The landslide occurred at kilometre 15.5 of the parkway when an unnamed creek caused the slope to give way on the downhill side of the roadway. The slide washed away the shoulder but the roadway itself remained intact.

"The slide area itself was discovered in early June when there was still snow on the road and the engineering and geotechnical review was underway by mid-June," said Rick Reynolds, the Parks operations manager.

To stabilize the roadway, it was moved about 8.5 metres into the mountainside and a gabion wall, consisting of rocks placed in metal cages, was used put in place for support.

Seven workers, two excavators and four trucks worked six days per week starting July 5 to repair the road, said Don Roy, the highway co-ordinator for Parks Canada. He said about 3,000 cubic-metres of dirt and 400 cubic-metres of rock were "moved and relocated" during the operation. The culvert beneath the road was also replaced.

Tourists were being stopped at the Internment Camp lookout at kilometre 14 while the work was being done. They were allowed to walk as far as kilometre 15.

Reynolds said the closure hadn't reduced visitation numbers but it likely impacted the visitor experience.

"I would say some visitors have definitely been disappointed that they couldn't drive further although for a portion of this construction they couldn't have driven any further because of the snow line," he said.
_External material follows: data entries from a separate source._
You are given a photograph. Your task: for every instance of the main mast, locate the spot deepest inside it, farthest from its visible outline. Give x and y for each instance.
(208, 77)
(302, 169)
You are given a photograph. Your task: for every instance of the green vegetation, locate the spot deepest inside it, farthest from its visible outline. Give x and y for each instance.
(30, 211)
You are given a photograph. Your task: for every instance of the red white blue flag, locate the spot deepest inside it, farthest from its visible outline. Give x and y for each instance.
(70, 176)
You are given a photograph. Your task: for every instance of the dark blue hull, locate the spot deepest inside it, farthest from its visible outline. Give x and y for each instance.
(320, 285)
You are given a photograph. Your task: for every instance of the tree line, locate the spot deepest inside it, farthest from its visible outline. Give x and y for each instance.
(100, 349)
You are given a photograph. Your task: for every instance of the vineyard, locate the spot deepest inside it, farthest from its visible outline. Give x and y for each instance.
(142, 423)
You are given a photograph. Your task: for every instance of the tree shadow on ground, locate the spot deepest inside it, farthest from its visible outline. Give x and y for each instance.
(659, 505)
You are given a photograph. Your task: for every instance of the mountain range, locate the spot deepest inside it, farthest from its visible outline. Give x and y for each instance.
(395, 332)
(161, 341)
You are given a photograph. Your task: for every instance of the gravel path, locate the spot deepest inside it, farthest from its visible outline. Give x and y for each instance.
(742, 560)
However, the snow has slowly melted and the road is now drivable to the Balsam Lake parking lot. There was still snow on the final stretch of road leading to the book store, However, the first parking lot was accessible. From there, visitors can walk up to the summit, though there still is snow near the road.
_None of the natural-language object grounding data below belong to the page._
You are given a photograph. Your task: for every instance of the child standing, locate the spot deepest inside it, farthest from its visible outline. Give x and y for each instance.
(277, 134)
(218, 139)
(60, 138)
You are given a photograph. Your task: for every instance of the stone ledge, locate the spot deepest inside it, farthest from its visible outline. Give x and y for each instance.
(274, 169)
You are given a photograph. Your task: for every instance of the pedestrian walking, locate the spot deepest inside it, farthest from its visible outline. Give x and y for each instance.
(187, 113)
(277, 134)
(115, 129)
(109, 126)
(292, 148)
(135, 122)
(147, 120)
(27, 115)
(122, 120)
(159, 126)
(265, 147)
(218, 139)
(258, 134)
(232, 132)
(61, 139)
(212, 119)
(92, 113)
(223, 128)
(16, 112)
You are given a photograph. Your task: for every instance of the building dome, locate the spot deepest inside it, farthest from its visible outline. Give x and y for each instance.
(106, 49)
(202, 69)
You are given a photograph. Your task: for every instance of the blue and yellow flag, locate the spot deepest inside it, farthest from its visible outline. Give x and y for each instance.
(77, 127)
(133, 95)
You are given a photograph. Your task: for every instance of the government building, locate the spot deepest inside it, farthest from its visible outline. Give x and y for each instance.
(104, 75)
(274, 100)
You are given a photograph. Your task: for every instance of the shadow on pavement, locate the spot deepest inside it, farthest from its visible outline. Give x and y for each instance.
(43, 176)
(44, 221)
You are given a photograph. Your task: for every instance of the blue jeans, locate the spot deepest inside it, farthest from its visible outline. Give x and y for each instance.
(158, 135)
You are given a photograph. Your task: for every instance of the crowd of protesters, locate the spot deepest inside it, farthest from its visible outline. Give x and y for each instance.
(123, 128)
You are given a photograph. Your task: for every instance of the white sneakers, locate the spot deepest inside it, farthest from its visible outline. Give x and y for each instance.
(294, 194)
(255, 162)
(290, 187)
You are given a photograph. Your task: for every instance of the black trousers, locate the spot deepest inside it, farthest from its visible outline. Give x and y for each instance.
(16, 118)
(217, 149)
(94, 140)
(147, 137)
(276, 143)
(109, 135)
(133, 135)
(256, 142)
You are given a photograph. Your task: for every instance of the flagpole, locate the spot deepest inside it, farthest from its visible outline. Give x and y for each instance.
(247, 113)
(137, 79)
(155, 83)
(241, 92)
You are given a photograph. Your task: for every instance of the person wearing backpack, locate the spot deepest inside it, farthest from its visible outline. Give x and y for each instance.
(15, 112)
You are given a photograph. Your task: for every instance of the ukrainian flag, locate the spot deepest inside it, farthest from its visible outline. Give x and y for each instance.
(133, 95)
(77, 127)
Reynolds said Parks would be looking for other instabilities along the parkway but that they were very difficult to detect.

"This is the first significant instability we've ever had – or certainly in the last 30 years," he said. "Sometimes you can't detect them until they happen."

The repairs were initially expected to finish in late-July, so the July 21 opening is a plus. The newly repaired stretch of road is not yet paved – that will be done in the fall – and a slow sign will be put in place to warn drivers.